Even though no adverse outcomes have been recorded, this recall highlights the persistent challenges in pharmaceutical packaging and labeling—an area that remains prone to human and mechanical errors despite technological advancements. Hospitals may now consider revisiting their double-check protocols, such as verifying inner bag labeling for high-alert medications, especially potassium chloride.

The incident also underscores the need for hospitals to adopt comprehensive barcode scanning systems, electronic medication administration records (eMARs), and staff training on identifying mismatches between overwrap and inner labeling.

Analysts familiar with hospital purchasing systems noted that product recalls involving essential medications like potassium chloride can lead to temporary disruptions in clinical workflows. Inventory teams are likely to accelerate inspections of stockpiled injectable medications to prevent downstream use.

Otsuka ICU Medical LLC has signaled its intent to maintain transparency and has directed all future inquiries to its medical and customer service teams. The recall also reinforces the importance of robust quality checks at every step of drug manufacturing and packaging.

What should hospitals and clinicians do immediately after this potassium chloride recall?

Healthcare providers who have received products from Lot 1030613 should immediately isolate the inventory and refrain from administering any units. Return coordination should be initiated via the contact lines shared by Otsuka ICU Medical LLC. Pharmacy and nursing teams should also review protocols around labeling verification for all high-risk injectables.

Although no immediate adverse events have been reported, heightened awareness and proactive communication with clinical teams are vital to ensuring patient safety. As hospitals await further clarification from the manufacturer on corrective actions, temporary procedural safeguards should be enacted.

Otsuka ICU Medical LLC continues to work with regulatory agencies to monitor the situation and will provide updates as needed. Meanwhile, the recall serves as a critical reminder of the need for end-to-end quality control and real-time issue resolution in healthcare supply chains.
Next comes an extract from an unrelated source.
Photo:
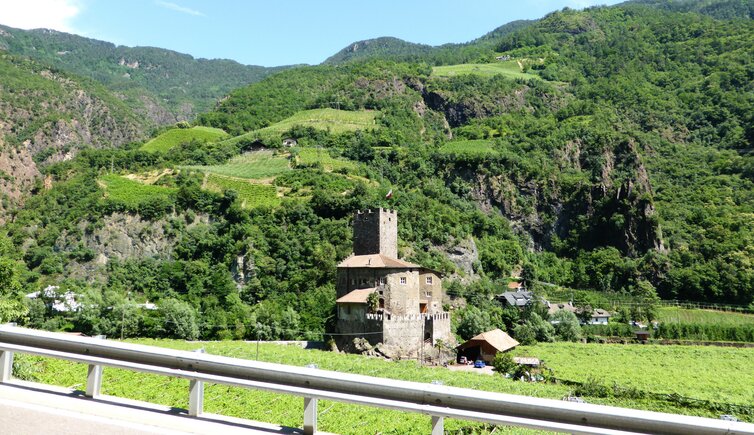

Key takeaways: What hospitals and clinicians need to know about the Otsuka ICU Medical potassium chloride recall

  • Otsuka ICU Medical LLC has issued a voluntary nationwide recall for Lot 1030613 of Potassium Chloride Injection 20 mEq due to a mislabeling issue that could result in accidental overdosing.
  • The overwrap label incorrectly identifies the 20 mEq dose as 10 mEq, potentially leading clinicians to administer double the intended dosage if relying solely on outer packaging.
  • The correct 20 mEq dosage is printed on the inner bag, but is not visible when the mislabeled overwrap is in place, creating a serious clinical risk in high-pressure care environments.
  • Patients most at risk include those with kidney conditions, cardiac arrhythmias, and premature infants, all of whom are highly vulnerable to potassium toxicity and hyperkalemia.
  • No adverse events have been reported as of October 31, 2025, but Otsuka ICU Medical is urging immediate return and discontinuation of use for all affected products.
  • The recall covers units distributed in the U.S. between May 23 and August 26, 2025, packaged in 50 mL flexible containers with an expiration date of September 30, 2026.
  • Otsuka ICU Medical LLC has contacted the FDA and is actively coordinating returns through Sedgwick, providing full support for distributors, hospitals, and pharmacies.
  • Hospitals are advised to review internal protocols for injectable high-alert medications, especially potassium chloride, and ensure proper labeling verification before administration.
  • The incident reinforces the importance of manufacturing safeguards and multi-tier drug checks, especially for injectable medications used in critical care and fluid-restricted patients.